Ahmet Ayık: 1998 yılında benim başkanlığımda bayan güreşinin ilk Türkiye şampiyonası yapılmıştı. Dünyada bayan güreşi gittikçe gelişiyor. Bayan güreşi bizde yeni olmasına rağmen iyi durumda gidiyor. Altyapıda bir hareketlenme var.

İbrahim Cicioğlu: Özellikle son üç yılda bir hareketlilik var. Ancak bu bir saman alevi gibi. Özellikle yıldızlarda başarılıyız. Geçen yıl gençlerde iki dünya şampiyonluğu çıkartmıştık. Bu yıl ancak bir bronz madralya kazanabildik. Bayan güreşine yeni başlayan bir ülkede bu inişli çıkışları normal karşılıyorum. Bayan güreşi henüz kültürümüze oturamadı. Alt yapılarda eğitim ve iştirak arttıkça başarının geleceğini düşünüyorum.

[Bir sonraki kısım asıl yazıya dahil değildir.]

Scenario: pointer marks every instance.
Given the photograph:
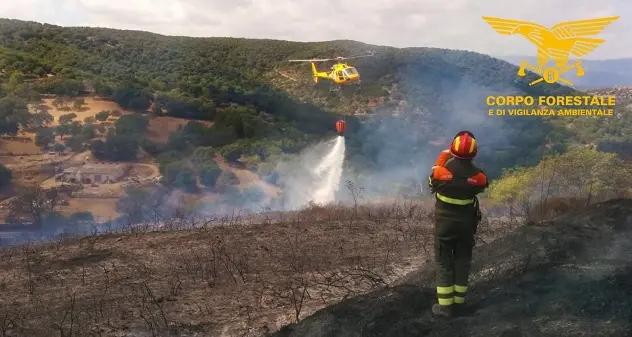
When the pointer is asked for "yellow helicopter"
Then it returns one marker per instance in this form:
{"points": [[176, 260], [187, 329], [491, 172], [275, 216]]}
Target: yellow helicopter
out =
{"points": [[341, 73]]}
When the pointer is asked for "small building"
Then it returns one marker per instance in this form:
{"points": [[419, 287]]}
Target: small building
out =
{"points": [[93, 173]]}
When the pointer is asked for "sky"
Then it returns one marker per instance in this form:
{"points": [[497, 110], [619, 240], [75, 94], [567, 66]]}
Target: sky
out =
{"points": [[453, 24]]}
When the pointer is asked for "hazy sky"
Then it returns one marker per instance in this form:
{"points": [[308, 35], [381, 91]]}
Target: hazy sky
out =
{"points": [[455, 24]]}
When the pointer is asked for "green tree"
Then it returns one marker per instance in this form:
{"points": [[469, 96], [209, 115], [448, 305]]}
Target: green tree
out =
{"points": [[227, 178], [102, 116], [41, 119], [177, 141], [59, 148], [209, 174], [67, 118], [44, 137], [75, 143], [14, 114], [78, 104], [89, 131]]}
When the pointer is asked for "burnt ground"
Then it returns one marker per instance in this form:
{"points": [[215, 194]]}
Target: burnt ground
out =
{"points": [[567, 277]]}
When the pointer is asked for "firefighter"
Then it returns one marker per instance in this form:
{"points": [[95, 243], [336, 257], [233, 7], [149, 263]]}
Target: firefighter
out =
{"points": [[455, 182]]}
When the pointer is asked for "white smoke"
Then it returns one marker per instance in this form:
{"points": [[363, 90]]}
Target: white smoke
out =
{"points": [[314, 175]]}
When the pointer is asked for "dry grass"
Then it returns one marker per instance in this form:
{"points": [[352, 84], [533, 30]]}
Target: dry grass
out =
{"points": [[14, 147], [91, 108], [103, 209], [161, 127], [229, 276]]}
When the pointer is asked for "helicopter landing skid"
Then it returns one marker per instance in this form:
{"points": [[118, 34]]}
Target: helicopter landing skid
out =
{"points": [[334, 87]]}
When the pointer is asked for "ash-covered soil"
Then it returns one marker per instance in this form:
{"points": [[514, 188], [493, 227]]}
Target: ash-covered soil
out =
{"points": [[567, 277]]}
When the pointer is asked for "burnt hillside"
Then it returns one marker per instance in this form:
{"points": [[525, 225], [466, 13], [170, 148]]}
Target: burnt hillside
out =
{"points": [[568, 277]]}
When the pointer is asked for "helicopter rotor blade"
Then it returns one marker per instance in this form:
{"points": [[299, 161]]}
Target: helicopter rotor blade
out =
{"points": [[312, 60], [355, 57]]}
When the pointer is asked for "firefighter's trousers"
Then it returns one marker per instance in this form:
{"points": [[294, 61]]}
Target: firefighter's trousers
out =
{"points": [[454, 242]]}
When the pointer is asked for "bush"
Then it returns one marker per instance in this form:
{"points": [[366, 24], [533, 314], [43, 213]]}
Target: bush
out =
{"points": [[5, 176], [580, 176], [227, 178], [209, 175]]}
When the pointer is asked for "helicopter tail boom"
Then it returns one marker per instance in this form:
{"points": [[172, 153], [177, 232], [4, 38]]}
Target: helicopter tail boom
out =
{"points": [[318, 74], [315, 72]]}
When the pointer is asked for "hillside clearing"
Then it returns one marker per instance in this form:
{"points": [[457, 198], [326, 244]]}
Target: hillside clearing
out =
{"points": [[161, 127], [215, 276], [90, 109]]}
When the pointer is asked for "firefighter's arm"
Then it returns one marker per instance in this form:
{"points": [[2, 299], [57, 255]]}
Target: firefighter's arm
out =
{"points": [[439, 177], [442, 158], [478, 182]]}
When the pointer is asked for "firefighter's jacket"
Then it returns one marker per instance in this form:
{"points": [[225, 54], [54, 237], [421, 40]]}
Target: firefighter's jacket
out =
{"points": [[455, 183]]}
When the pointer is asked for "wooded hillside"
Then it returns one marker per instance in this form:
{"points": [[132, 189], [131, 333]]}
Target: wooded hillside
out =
{"points": [[264, 106]]}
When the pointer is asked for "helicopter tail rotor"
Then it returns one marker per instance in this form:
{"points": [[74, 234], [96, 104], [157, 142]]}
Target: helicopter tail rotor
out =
{"points": [[315, 72]]}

Ercan Yıldız: Ülkemizde bayan güreşinin 12 yıllık bir geçmişi var. Ahmet Ayık federasyonu ile aktif olarak başladı. Belli aşamalar kaydetti. Bu süreç içerisinde pek başarılı olamadık. Türk toplumunun ’güreş bir erkek sporudur’ diye bir bakış açısı var. Dolayıyla kız çocukları güreşe ilgi duymuyordu. Medyanın, bayan güreşine ilgi göstermesi, sporun erkeği ve bayanı diye ayrımın olmaması ile ilgi arttı başarı da gelmeye başladı. Kızlar artık minderde başa baş mücadele ediyor. Bayan güreşinde güçlü rakiplerle başa başa mücadele veriyoruz. Yavaş yavaş gelişme gösteriyoruz. Biz bu kızları 100 kişi arasından seçerken, rakiplerimiz 1000-2000 kişi arasından seçiyorlar. Federasyonun bayanlara ciddi desteği var. Ancak kulüpleşmede sıkıntılarımız var. Erkeklerde başarılı olmuş kulüplerin bayan güreşi şubesini de açmasını istiyoruz. Güreş Federasyonu olarak başarılı kızların sayısını arttırmaya çalışıyoruz. Bayan güreşinde çok yavaş gelişme kaydediyoruz. Madalya sayımız değil ama minderdeki mücadelemiz bizi mutlu ediyor. Artık kızı bu sporda averaj güreşcisi değil. Kafa kafaya mücadele ediyoruz. Kızlar yenilince ağlıyorlar. Bu çok önemli. Önceki yıllarda bir tur geçemiyorduk. Şimdi madalyaları kıl payı kaçıyoruz.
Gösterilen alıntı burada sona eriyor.